Investors like Bank of Nova Scotia (NYSE: BNS) because of its global reach as well as its exposure to the highly stable Canadian banking market, and over time, Scotiabank has found ways to grow both at home and abroad. Coming into Tuesday's fiscal first-quarter financial report, Scotiabank investors fully expected that the bank would be able to continue its winning ways, and the banking giant gave them favorable results that showed forward momentum heading into the 2017 fiscal year.
Let's look more closely at Scotiabank to see how it did and what it sees ahead.

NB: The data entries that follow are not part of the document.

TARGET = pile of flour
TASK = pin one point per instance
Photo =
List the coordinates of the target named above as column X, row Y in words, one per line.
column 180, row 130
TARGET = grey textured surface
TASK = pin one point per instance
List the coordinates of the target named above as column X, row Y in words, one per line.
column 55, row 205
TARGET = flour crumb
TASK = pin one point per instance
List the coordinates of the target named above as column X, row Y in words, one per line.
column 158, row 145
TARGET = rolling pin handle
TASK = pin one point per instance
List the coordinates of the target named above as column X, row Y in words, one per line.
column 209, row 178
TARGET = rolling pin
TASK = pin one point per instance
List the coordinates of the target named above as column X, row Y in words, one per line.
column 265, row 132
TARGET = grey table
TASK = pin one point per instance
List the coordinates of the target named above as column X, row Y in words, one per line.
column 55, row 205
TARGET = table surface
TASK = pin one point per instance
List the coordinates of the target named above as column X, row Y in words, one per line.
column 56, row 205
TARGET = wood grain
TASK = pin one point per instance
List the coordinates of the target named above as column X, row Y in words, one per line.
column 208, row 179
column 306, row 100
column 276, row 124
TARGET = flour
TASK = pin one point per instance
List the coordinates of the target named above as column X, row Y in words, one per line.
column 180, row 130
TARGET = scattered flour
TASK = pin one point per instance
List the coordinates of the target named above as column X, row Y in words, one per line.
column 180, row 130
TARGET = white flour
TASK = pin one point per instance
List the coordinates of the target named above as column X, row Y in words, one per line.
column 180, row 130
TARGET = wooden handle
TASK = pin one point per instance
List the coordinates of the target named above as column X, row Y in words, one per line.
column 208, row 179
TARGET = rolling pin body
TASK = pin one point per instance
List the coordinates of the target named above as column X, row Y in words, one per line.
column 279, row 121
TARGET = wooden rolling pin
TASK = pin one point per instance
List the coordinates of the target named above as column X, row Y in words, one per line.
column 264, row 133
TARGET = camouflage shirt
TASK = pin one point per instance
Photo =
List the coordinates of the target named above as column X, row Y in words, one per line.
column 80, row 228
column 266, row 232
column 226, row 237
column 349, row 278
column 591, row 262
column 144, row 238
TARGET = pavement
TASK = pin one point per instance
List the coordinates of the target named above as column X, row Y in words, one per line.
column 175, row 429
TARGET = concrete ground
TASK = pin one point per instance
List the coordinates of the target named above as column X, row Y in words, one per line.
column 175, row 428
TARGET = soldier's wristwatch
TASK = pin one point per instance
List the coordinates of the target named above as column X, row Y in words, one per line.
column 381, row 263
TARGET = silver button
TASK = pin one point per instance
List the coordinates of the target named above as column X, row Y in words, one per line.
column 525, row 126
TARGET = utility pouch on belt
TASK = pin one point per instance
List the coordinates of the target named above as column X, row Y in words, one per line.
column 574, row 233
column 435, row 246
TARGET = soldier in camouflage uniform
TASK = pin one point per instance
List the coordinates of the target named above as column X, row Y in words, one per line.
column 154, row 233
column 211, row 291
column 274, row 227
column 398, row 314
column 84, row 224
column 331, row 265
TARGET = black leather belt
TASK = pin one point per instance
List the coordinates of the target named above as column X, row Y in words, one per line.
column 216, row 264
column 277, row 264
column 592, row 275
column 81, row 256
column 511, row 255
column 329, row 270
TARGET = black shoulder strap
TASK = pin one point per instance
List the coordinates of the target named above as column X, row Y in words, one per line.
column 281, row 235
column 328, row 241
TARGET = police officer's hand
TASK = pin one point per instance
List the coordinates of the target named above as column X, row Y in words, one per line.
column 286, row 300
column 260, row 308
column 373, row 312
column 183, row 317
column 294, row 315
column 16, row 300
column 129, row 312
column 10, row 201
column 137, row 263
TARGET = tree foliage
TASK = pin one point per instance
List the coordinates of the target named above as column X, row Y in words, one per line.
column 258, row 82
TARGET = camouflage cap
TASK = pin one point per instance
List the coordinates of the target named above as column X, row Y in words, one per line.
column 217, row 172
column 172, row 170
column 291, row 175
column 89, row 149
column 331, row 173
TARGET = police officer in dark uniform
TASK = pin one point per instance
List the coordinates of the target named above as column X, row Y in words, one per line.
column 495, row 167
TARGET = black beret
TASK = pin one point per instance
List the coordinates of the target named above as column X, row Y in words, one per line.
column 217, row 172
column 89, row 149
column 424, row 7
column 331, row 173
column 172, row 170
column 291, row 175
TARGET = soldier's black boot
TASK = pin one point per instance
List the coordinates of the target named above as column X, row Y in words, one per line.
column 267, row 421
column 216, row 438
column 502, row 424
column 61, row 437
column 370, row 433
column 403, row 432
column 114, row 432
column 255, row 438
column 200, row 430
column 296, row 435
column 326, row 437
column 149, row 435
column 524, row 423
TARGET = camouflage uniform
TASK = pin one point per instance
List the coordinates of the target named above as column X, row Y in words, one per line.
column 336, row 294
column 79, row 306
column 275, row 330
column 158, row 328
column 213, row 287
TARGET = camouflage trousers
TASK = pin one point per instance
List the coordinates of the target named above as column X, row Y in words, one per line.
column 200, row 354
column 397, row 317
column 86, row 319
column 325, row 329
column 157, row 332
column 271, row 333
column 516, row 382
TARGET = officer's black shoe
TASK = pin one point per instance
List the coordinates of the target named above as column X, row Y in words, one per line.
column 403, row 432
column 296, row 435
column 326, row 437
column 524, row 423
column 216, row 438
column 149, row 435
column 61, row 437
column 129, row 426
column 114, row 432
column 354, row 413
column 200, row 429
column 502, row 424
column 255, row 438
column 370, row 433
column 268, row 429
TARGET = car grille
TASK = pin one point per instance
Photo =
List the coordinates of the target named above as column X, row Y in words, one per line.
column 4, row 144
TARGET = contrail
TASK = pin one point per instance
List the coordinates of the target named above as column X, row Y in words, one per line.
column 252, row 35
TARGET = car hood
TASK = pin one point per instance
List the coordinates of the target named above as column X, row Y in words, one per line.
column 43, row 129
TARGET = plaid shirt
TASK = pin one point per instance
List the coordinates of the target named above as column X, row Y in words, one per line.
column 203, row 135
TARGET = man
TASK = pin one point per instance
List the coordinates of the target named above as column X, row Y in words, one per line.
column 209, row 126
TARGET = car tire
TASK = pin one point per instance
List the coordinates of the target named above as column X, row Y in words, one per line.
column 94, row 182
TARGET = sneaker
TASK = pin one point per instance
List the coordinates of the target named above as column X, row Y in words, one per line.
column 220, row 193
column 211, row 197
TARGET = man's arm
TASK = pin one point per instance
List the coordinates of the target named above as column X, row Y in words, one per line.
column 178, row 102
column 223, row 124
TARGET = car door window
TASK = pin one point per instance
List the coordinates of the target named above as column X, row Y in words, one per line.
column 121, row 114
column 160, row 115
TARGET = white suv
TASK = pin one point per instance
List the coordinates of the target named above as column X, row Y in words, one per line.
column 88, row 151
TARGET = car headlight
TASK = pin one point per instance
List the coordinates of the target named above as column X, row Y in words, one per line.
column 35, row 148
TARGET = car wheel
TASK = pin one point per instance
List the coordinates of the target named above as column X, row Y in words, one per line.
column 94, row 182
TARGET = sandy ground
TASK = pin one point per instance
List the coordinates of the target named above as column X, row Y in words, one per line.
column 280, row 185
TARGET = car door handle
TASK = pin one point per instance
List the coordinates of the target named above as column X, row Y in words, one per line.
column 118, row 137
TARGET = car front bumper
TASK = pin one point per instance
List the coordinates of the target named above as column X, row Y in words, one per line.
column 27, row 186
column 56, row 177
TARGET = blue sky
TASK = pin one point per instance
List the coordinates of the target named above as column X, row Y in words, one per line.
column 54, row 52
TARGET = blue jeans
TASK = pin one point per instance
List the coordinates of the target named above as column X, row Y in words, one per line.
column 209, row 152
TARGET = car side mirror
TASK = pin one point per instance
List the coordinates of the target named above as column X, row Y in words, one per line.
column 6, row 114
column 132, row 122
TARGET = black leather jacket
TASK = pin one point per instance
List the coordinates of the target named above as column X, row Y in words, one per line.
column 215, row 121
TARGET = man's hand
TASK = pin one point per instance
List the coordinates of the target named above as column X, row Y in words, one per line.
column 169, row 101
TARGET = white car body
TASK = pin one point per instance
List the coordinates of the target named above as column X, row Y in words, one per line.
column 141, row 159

Scotiabank earnings stay atop the $2 billion mark
Scotiabank's fiscal first-quarter results started 2017 on the right foot for the Canadian bank. Total revenue rose 8% to C$6.87 billion, which was almost exactly what those following the stock had predicted for the bank's top line. Net income jumped 11% to C$2.01 billion, and that produced earnings of C$1.57 per share. That figure was also in line with the consensus forecast among investors.
Looking more closely at the numbers, Scotiabank continued its run of solid fundamental results. Net interest income climbed 4%, but non-interest income from fees and other sources was up a much more impressive 13% from year-ago levels. Provisions for credit losses inched higher by about 3%, but expenses grew at a modest rate that helped support Scotiabank's bottom line.
Scotiabank's global reach proved its value during the quarter. The global banking and markets division, which had lagged in recent quarters, produced a 28% jump in net income. Fixed income recovered lost ground, and strength in Europe and within Canada also helped offset weakness in investment banking and in the Asia region. The international banking division also performed well, with net income rising 14% due to loan and deposit growth along with wider net interest margins and higher fee income. The core Canadian banking business enjoyed a 12% rise in net income, also benefiting from higher net interest income and revenue from wealth management services.
Improvements in capital position also boosted Scotiabank. The bank saw its common equity tier 1 ratio rise to 11.3% from 11% three months ago. Strong internal capital generation explained much of the advance.
CEO Brian Porter summed up the situation quite succinctly. "All our businesses delivered strong results," Porter said, "contributing to solid top line growth and a continued improvement in efficiency." The CEO also noted that the bank's strategic agenda has moved forward well, and an emphasis on customer relationships should help Scotiabank both close to home and internationally.
Can Scotiabank keep up the pace?
Scotiabank has identified key places where it expects to be able to move forward. In Canadian banking, improved product mix should help bolster profits. Solid growth in key Pacific Alliance countries should help the international banking business, while ongoing prowess in tapping into fixed-income and corporate lending globally will likely push Scotiabank's prospects forward around the world.
Investors in Scotiabank also got good news on the dividend front. The company raised its dividend by C$0.02 per share to a new quarterly payment of C$0.76 per share. That's a small boost, but Scotiabank made two increases in 2016, and it might be on track to follow that game plan this year as well.
Scotiabank investors didn't react very strong to the largely anticipated news, and the stock eked higher by just a fraction of a percentage point. Nevertheless, Scotiabank has participated in the general uptick in global financial stocks over the past several months. By demonstrating its ability to capitalize on worldwide trends favoring financial institutions, Scotiabank is setting the stage for further outperformance during the rest of 2017 and beyond.